Вода в тазу порозовела.

— Дорогой мой, — сказала я, — ты слишком усердно чистишь зубы.

Он еще раз набрал воду в рот и выплюнул ее. На этот раз во­да была красной. Я велела Марио позвонить доктору и попро­сить его принести адреналин. Энрико продолжал молча полос­кать горло. Окончив полоскание, он сказал мне:

— Дора, иди на свое место и не уходи, что бы ни случилось. Зрители будут следить за тобой. Не подавай повода к панике.

Я повиновалась, дрожа от страха, вспомнив, как он однаж­ды сказал:

— Тенора иногда умирают на сцене от кровоизлияния.
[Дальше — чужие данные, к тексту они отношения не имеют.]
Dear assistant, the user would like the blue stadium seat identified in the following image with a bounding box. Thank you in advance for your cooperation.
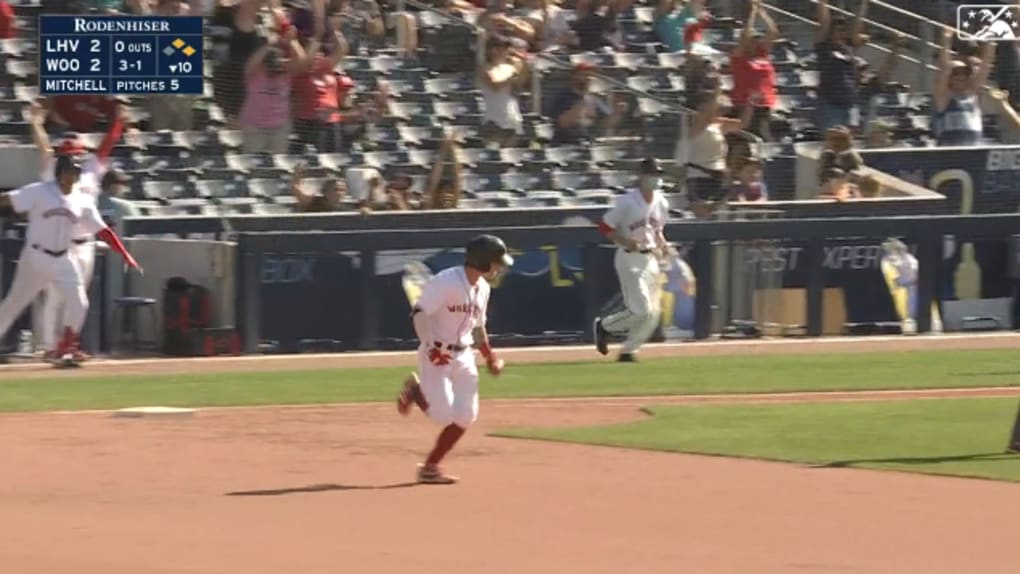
[553,171,602,194]
[502,173,556,194]
[461,173,505,195]
[142,180,195,201]
[248,179,291,199]
[195,179,248,199]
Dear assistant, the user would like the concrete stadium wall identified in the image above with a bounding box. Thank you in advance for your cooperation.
[0,145,40,190]
[124,239,237,341]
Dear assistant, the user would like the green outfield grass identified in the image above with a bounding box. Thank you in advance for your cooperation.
[0,351,1020,411]
[499,399,1020,481]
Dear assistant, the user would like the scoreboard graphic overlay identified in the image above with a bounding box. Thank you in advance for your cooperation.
[39,15,203,96]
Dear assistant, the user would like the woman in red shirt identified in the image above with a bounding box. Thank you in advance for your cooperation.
[292,30,348,153]
[729,0,779,140]
[0,0,17,40]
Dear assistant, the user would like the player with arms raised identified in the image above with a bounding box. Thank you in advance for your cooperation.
[0,149,141,366]
[397,236,513,484]
[32,102,124,360]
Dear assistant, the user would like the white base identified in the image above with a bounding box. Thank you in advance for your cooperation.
[113,407,195,418]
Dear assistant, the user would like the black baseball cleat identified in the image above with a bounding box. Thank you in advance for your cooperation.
[592,317,609,356]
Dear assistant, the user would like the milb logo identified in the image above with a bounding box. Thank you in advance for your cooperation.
[957,4,1020,42]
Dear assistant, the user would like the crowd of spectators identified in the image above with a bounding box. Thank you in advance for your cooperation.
[13,0,1020,211]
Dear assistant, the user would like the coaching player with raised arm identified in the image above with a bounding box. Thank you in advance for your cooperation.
[594,158,669,363]
[397,236,513,484]
[0,155,141,366]
[32,102,124,360]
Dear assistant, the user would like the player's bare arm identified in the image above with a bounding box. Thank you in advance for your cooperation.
[29,100,53,165]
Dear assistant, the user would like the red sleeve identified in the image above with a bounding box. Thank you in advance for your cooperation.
[0,0,17,39]
[96,227,138,269]
[96,112,124,163]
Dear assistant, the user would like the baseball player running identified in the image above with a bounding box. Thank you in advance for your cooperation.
[32,102,124,361]
[594,158,669,363]
[397,236,513,484]
[0,155,141,366]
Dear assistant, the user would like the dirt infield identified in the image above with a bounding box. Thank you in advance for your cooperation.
[0,335,1020,574]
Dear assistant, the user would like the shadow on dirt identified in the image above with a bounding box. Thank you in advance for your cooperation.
[812,452,1020,468]
[223,482,419,497]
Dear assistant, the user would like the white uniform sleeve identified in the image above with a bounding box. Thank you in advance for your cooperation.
[656,196,669,231]
[79,202,106,236]
[602,196,627,229]
[414,278,443,315]
[39,157,57,181]
[8,182,45,213]
[478,284,493,327]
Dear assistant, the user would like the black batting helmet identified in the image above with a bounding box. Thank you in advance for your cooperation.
[464,236,513,272]
[53,154,83,177]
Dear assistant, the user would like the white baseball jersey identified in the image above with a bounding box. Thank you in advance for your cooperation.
[10,181,106,252]
[602,190,669,250]
[415,266,492,347]
[40,154,108,239]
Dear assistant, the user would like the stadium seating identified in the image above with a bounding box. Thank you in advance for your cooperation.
[0,0,995,216]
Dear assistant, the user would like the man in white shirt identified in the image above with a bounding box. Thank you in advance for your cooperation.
[0,155,141,366]
[397,236,513,484]
[594,158,669,363]
[32,102,125,360]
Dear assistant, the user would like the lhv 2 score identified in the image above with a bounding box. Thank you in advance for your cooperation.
[43,38,149,73]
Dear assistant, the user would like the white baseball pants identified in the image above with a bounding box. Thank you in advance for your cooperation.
[418,347,478,428]
[0,245,89,338]
[602,249,662,354]
[41,240,96,351]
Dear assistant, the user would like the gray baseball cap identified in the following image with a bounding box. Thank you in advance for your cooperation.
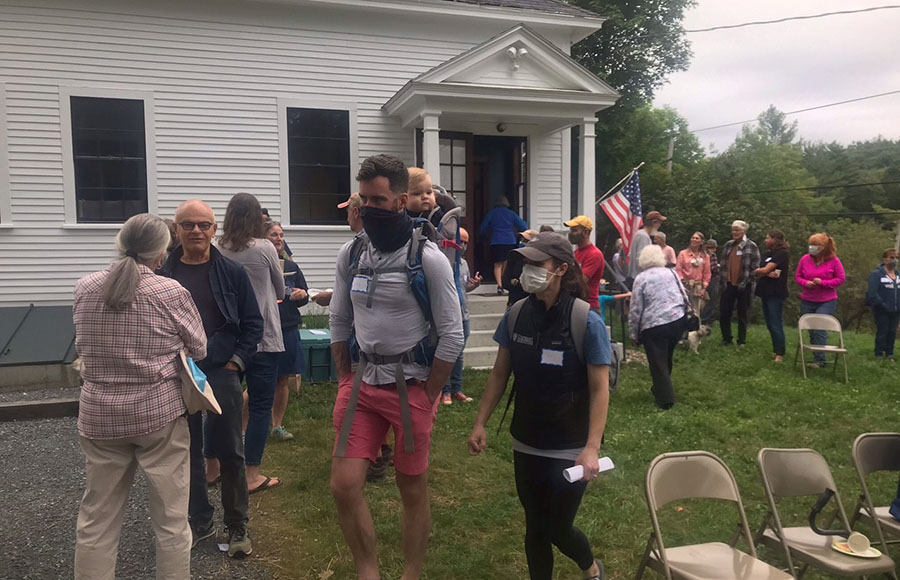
[513,232,575,265]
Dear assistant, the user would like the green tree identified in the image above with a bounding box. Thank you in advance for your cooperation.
[569,0,695,108]
[757,105,797,145]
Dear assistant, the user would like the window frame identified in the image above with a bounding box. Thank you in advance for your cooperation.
[59,86,159,229]
[278,97,359,231]
[0,83,15,229]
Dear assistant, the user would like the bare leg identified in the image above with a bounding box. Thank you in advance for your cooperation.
[331,457,380,580]
[397,471,431,580]
[272,375,294,427]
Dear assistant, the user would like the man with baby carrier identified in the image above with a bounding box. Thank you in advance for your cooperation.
[330,155,463,580]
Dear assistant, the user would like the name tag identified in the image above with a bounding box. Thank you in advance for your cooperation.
[350,274,371,294]
[541,348,564,367]
[513,332,534,346]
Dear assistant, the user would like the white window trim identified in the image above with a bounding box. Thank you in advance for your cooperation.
[0,83,15,229]
[278,97,359,232]
[59,86,159,230]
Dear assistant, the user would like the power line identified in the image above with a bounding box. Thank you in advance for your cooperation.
[766,211,900,217]
[685,4,900,33]
[739,181,900,195]
[690,90,900,133]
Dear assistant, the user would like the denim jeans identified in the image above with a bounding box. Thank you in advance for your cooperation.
[762,296,786,356]
[872,306,900,358]
[443,320,469,395]
[244,352,281,465]
[640,318,686,409]
[719,284,753,344]
[188,361,249,528]
[800,300,837,362]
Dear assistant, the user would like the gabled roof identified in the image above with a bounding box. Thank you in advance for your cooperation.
[382,24,619,126]
[412,23,619,98]
[444,0,601,18]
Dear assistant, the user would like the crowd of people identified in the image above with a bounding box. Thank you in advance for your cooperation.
[67,155,900,580]
[624,211,900,409]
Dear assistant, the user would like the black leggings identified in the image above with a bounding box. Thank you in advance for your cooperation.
[513,451,594,580]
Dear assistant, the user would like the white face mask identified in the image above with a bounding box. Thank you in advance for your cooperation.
[519,264,550,294]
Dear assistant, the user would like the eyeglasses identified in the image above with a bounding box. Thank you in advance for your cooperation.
[178,222,213,232]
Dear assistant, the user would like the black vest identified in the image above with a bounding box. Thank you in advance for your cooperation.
[509,292,590,449]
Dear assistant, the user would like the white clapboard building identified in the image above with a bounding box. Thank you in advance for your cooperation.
[0,0,618,308]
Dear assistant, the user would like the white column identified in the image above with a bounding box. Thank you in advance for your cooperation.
[578,119,597,242]
[422,113,441,178]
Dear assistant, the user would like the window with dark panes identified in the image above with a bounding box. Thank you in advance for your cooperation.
[70,97,147,223]
[440,132,467,215]
[287,108,351,224]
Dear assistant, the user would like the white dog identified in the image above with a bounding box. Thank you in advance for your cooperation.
[687,324,712,354]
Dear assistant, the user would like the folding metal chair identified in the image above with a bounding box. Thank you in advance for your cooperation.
[635,451,791,580]
[794,314,850,383]
[756,449,894,580]
[850,433,900,553]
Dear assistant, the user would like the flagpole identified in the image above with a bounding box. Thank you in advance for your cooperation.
[594,161,644,205]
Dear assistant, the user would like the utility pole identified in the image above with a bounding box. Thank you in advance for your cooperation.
[666,136,675,175]
[894,219,900,252]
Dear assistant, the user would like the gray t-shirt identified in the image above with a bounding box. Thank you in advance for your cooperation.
[216,238,284,352]
[330,236,463,385]
[628,228,653,280]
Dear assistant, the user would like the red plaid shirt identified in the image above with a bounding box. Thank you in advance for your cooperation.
[73,264,206,439]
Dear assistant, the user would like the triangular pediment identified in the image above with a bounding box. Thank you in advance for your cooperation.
[413,24,617,96]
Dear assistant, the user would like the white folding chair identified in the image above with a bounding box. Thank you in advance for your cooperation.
[794,314,850,383]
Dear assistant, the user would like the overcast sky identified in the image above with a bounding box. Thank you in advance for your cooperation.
[654,0,900,151]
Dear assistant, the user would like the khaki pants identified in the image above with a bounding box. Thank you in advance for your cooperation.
[75,417,192,580]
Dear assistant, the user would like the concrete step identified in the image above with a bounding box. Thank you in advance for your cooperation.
[469,294,506,314]
[466,322,499,349]
[463,345,497,368]
[469,312,503,332]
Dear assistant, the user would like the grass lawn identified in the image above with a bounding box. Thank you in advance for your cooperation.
[251,326,900,580]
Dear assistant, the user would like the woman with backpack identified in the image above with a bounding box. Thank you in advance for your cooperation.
[866,248,900,361]
[468,233,611,580]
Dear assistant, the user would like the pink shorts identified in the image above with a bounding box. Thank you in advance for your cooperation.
[332,374,440,475]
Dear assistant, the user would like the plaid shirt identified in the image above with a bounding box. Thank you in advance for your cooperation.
[719,237,760,289]
[73,264,206,439]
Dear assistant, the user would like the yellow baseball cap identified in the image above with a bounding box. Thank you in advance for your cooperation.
[565,215,594,230]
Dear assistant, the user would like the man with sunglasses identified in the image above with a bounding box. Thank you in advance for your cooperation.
[159,200,263,557]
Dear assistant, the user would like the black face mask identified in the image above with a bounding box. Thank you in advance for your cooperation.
[359,206,412,252]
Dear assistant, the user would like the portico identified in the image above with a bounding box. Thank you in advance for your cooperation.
[383,25,619,244]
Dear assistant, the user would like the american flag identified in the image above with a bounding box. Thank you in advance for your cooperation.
[600,171,644,256]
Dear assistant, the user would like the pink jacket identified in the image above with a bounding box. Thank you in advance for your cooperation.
[675,248,711,288]
[794,254,845,302]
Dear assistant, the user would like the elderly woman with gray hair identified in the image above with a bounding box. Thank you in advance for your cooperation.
[73,214,206,580]
[628,245,687,409]
[719,220,760,346]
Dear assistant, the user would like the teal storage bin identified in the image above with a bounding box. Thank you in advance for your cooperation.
[300,328,337,383]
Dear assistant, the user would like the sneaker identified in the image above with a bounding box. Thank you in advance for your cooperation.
[228,526,253,560]
[270,425,294,441]
[191,520,216,549]
[366,456,387,483]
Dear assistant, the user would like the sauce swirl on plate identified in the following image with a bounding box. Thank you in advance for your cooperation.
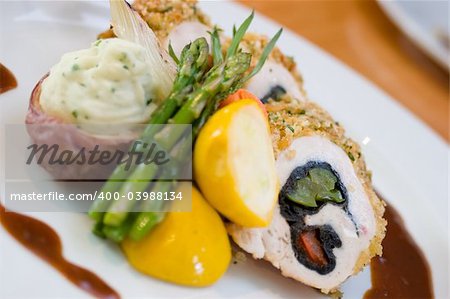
[364,205,434,299]
[0,204,120,299]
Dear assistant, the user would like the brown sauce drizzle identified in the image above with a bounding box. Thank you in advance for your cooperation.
[364,205,434,299]
[0,63,17,94]
[0,204,120,299]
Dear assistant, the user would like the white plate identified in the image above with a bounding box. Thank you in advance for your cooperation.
[0,1,449,298]
[378,0,450,69]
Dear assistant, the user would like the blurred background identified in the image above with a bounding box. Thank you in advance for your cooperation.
[240,0,450,142]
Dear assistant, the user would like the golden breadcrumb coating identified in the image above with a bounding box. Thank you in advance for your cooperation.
[266,96,387,274]
[98,0,211,40]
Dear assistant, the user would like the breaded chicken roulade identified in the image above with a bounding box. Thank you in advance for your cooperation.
[228,96,386,293]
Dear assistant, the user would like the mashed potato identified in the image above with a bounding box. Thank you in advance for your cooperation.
[40,38,161,125]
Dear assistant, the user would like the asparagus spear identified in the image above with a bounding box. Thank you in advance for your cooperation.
[129,136,192,241]
[92,13,281,239]
[104,52,251,226]
[89,38,209,221]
Я сидела в первом ряду. Занавес поднялся с опозданием на четверть часа, из чего я заключила, что доктор приходил.

Энрико выбежал на небольшой деревенский мостик, сме­ясь и стараясь выглядеть как можно глупее и беззаботнее. На нем был рыжий парик, чесучовая блуза, коричневые штаны и полосатые чулки. Из кармана торчал большой красный платок, а в руке он держал небольшую корзинку. Публика горячо заап­лодировала. Выйдя на авансцену, он начал петь. Закончив фра­зу, Энрико отвернулся и вынул платок. Я услышала, как он кашлянул, но, услышав реплику, спел свою фразу и отвернулся снова. Когда он опять повернулся лицом к залу, я увидела, что по его одежде течет кровь. В зале зашептались, но замолчали, когда он запел. Из-за кулис протянулась рука Дзирато с поло­тенцем. Энрико взял его, вытер губы и... продолжал петь. Ско­ро

сцена вокруг него покрылась малиново-красными полотен­цами. Наконец он закончил арию и ушел. Закончился акт, и за­навес опустился. Вне себя от ужаса я сидела, боясь пошеве­литься. Долгое время в театре было тихо. Как в пустом доме. За­тем, как по сигналу, начался шум. Слышались крики: «Не раз­решайте ему петь! Прекратите спектакль!». Кто-то дотронулся до моего плеча:

— Я судья Дайк, миссис Карузо. Позвольте мне проводить вас за кулисы.

Мы медленно шли по проходу, но, выйдя в коридор, я побе­жала в гримерную Энрико. Он лежал на диване. Выражение ужаса было написано на лицах всех людей, окружавших его. Доктор X. объяснил, что лопнула небольшая вена у основания языка. Помощник директора «Метрополитен» мистер Зайглер уговаривал Энрико ехать домой.